HIV is an evolving pathogen that has only recently (on an evolutionary scale) infected humans27. Mutations that enable the virus to evade immune surveillance do not necessarily mean that it is evolving towards greater pathogenicity. For example, AIDS does not usually develop in the presumed original host (the chimpanzee), although recent evidence suggests that SIV had long since caused a selective reduction in intron orthologues of HLA class I alleles28,29. However, the ability of the virus to evade recognition by CTLs appears likely to cause harm in humans by rendering the host immune system unable to control the infection30,31. Indeed, individuals harbouring HIV with more escape mutations have been shown to have a level of viraemia one log higher than that of patients who were infected with HIV that lacked such mutations. These findings suggest that an important clinical benefit of early treatment of HIV infection may be to limit escape mutations, which occur only when the virus has a chance to replicate.

Future work

The impact of HIV-1 diversity on drug and vaccine development remains uncertain22,32. The race appears to be against a whole team of fast runners as opposed to one single fast opponent, and our chances of fulfilling Clinton s 1997 declaration of a vaccine within 10 years may decrease in proportion to the number of competitors. The major biological obstacles to the development of a preventative vaccine are (i) the fact that HIV incorporates its DNA into active sites of the hosts chromosomes, leading to persistent infection for the life of that cell, its progeny and often the destruction of those cells; (ii) the lack of a small, readily available animal model; (iii) the genetic variability of HIV meaning that an effective vaccine must be broadly active to prevent emergence of resistant viruses; and, (iv) the fact that HIV utilises the same immune activation pathways required for successful vaccination, for its own replication.

However, the development of all successful vaccines has relied on the fact that some individuals become infected and do not develop symptoms of disease and our understanding of these cases in HIV-1 has increased enormously.
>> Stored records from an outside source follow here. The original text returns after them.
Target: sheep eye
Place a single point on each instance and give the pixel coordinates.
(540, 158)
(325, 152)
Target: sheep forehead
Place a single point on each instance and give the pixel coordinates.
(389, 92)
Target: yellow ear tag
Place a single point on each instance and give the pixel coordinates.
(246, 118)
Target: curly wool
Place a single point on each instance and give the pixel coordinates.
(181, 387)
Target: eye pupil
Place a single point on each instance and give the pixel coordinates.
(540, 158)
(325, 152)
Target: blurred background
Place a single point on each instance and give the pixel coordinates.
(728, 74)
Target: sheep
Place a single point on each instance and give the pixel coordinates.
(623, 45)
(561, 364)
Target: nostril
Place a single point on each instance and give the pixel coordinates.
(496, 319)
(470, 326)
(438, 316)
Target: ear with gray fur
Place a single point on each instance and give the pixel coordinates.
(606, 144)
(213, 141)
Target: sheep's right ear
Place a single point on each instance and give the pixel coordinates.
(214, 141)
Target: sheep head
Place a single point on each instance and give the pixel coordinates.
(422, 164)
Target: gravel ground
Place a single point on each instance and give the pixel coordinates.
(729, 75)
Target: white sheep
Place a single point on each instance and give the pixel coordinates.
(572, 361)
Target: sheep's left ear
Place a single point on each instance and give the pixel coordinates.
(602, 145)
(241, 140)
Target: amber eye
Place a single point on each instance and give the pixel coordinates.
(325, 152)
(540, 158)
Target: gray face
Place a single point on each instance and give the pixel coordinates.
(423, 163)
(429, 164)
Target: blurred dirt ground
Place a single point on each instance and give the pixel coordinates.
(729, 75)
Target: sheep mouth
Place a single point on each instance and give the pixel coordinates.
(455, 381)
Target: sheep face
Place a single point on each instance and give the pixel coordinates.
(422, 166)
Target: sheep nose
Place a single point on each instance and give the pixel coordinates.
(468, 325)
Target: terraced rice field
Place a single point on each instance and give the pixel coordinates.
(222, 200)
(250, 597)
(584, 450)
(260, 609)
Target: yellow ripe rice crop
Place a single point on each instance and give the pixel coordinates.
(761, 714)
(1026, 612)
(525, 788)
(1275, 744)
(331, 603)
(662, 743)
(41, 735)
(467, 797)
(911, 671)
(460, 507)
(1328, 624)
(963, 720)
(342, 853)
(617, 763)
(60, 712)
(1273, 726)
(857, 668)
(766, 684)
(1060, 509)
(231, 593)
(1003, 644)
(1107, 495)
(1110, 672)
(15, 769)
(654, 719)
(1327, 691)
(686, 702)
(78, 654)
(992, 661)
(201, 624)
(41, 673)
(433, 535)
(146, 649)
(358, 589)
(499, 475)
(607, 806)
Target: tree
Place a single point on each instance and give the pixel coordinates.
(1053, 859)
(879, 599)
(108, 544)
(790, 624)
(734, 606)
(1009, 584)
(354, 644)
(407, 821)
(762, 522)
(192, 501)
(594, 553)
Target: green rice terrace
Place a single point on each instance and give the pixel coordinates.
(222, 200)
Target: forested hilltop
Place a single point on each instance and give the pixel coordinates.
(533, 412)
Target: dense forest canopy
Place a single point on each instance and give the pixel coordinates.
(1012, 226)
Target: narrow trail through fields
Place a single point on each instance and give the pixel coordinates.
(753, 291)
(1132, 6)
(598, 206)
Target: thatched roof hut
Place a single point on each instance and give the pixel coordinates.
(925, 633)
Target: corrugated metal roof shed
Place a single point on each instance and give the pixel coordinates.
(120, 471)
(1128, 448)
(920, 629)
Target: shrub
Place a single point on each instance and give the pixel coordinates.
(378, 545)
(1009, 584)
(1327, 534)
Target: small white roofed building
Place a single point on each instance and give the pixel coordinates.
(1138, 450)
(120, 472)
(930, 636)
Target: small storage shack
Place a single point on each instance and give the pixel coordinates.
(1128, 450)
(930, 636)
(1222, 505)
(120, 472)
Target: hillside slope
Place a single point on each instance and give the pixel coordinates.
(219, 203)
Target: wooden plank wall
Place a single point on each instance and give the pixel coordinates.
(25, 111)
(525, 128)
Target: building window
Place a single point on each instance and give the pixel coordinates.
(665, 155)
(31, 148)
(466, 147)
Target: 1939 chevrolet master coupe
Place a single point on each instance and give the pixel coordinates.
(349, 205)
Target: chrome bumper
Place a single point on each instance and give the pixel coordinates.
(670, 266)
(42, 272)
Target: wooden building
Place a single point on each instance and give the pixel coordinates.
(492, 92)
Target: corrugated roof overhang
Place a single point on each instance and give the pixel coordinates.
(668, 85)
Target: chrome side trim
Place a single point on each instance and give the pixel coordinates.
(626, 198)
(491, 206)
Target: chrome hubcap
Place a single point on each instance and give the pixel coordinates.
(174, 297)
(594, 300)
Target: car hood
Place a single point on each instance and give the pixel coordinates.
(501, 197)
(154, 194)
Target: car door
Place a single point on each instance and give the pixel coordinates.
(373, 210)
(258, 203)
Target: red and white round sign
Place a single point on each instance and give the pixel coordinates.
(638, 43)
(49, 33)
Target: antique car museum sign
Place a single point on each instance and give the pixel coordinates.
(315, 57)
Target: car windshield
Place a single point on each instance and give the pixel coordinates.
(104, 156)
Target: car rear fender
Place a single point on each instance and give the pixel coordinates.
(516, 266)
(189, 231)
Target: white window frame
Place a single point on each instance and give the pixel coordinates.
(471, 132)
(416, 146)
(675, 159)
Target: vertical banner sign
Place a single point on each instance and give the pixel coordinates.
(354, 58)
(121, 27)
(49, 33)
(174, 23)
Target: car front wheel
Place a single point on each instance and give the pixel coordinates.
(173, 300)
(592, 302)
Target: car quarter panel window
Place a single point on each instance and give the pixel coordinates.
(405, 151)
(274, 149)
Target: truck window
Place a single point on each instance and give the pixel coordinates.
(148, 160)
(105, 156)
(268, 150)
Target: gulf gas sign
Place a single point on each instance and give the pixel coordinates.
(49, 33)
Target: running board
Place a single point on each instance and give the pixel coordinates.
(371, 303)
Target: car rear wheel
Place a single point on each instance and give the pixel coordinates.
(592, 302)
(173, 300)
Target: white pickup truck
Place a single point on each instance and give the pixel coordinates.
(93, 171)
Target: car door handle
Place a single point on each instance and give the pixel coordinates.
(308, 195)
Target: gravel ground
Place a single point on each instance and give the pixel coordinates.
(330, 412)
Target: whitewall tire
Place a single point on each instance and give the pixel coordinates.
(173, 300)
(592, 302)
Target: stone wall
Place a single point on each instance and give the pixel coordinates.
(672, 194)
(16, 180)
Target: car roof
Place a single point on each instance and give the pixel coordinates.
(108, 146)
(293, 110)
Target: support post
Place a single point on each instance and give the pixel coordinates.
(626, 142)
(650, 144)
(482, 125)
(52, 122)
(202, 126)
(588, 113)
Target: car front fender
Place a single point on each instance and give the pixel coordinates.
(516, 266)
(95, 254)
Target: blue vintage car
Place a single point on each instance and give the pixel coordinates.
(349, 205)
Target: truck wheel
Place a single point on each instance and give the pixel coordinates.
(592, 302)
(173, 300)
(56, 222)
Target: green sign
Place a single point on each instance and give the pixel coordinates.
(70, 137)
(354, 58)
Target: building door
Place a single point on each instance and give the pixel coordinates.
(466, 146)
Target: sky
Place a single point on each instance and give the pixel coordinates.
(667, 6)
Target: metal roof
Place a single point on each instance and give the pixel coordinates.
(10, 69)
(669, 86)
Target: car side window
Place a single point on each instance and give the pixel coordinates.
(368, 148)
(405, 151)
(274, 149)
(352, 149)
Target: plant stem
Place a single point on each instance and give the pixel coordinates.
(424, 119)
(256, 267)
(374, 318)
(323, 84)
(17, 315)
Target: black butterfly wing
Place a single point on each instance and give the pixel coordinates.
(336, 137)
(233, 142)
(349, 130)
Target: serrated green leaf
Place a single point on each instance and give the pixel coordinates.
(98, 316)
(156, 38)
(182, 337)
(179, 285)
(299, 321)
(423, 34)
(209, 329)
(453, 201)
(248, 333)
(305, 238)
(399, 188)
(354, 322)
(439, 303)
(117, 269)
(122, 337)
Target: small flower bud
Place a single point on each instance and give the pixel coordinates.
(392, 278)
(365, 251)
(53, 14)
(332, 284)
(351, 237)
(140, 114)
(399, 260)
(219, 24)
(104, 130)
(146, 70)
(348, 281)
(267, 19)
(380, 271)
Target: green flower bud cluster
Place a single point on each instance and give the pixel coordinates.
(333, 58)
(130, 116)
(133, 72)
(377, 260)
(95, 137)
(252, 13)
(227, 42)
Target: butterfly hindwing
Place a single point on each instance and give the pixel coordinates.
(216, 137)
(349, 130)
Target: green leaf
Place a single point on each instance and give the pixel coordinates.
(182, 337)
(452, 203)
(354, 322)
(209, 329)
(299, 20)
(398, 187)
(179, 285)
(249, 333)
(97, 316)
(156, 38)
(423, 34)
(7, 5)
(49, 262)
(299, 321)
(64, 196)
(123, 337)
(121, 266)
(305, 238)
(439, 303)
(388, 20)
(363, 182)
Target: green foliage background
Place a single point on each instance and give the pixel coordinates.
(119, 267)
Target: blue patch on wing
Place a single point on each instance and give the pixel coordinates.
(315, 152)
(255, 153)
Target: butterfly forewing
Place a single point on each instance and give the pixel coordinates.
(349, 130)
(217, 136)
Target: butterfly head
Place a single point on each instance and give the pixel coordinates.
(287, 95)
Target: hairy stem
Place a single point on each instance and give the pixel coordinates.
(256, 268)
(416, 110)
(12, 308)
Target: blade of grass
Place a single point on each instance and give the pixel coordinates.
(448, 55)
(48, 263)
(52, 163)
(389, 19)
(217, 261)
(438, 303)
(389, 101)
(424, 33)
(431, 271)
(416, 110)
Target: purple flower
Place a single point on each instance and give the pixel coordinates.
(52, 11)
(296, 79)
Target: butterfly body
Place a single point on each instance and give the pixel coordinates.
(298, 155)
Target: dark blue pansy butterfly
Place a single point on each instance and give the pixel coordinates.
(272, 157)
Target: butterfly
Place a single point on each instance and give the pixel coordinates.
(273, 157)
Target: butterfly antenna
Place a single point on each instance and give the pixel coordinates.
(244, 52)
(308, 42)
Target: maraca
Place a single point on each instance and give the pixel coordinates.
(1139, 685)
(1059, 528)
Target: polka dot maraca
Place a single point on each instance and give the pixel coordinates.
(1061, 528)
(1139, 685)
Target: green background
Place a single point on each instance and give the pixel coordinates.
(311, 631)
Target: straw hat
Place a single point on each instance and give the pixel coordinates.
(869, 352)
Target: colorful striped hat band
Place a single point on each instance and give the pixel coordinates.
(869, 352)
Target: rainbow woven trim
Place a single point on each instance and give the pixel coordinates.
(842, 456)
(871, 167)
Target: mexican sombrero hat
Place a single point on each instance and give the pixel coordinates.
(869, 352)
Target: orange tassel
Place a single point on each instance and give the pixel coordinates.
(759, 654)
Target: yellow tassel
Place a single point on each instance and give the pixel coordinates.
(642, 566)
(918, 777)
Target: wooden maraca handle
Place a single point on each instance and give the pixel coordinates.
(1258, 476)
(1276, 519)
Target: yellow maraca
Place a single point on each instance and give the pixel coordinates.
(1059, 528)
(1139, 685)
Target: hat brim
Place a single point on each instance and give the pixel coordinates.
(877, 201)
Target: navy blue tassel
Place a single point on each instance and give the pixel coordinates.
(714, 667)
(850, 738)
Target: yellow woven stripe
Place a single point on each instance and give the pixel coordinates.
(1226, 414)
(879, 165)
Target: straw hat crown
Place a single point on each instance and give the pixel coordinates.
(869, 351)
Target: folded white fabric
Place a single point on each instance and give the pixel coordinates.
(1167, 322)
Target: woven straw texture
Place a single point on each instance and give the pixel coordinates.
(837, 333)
In addition, some individuals (termed exposed seronegatives, ESN) 'see the virus' but do not develop infection and study of the unmatched monogomous partners of HIV-1 positive individuals is already yielding valuable insights. The Table (below) describes some of the current phase I and phase I/II HIV prophylactic vaccine trials in progress (adapted from the websites http://chi.ucsf.edu/vaccines and http://www.iavi.org/trials/basicsearchform.asp ). Many others including those under the auspices of the International AIDS Vaccine Inititative (IAVI) are also underway.

Table 1 Some of the phase I and phase I/II HIV preventative vaccine studies that are currently ongoing or awaiting recruitment (Adapted from http://chi.ucsf.edu/vaccines and http://www.iavi.org/trials/basicsearchform.asp).

The host has many mechanisms of preventing infection, both remembering it has been previously infected and an evolutionary ancient system of innate immunity, which recognises danger signals indicating that the invader is potentially harmful or is causing tissue damage. It has only recently been recognised that this ancient system, the first line of defence, is preserved in complex organisms. Research endeavours in this area have unveiled new functions and a deeper understanding of the HIV-1 armamentarium. For example, cell fusion and complementary DNA subtraction experiments have shown that a non-permissive phenotype (ie resistance to HIV-1 infection) may be conferred by the cytidine deaminase HIV-vif binding protein CEM-15, that appears to be responsible for the innate antiviral phenotype of certain T cells33. As for many of the other factors mentioned (and not mentioned34) above, such entities may become targets for the development of new drugs to alter the course of infectivity and infection35. Genetic influences on the outcome of infection are increasingly recognised and studies investigating these are valuable because the devastating immunodeficiency observed is often out of proportion to the level of Th cell destruction; here, the precise mechanisms governing cell death still remain unknown. An understanding of the immune responses that control HIV-1 in the context of individual host genetics and ever increasing viral diversity represents our best hope of a vaccine.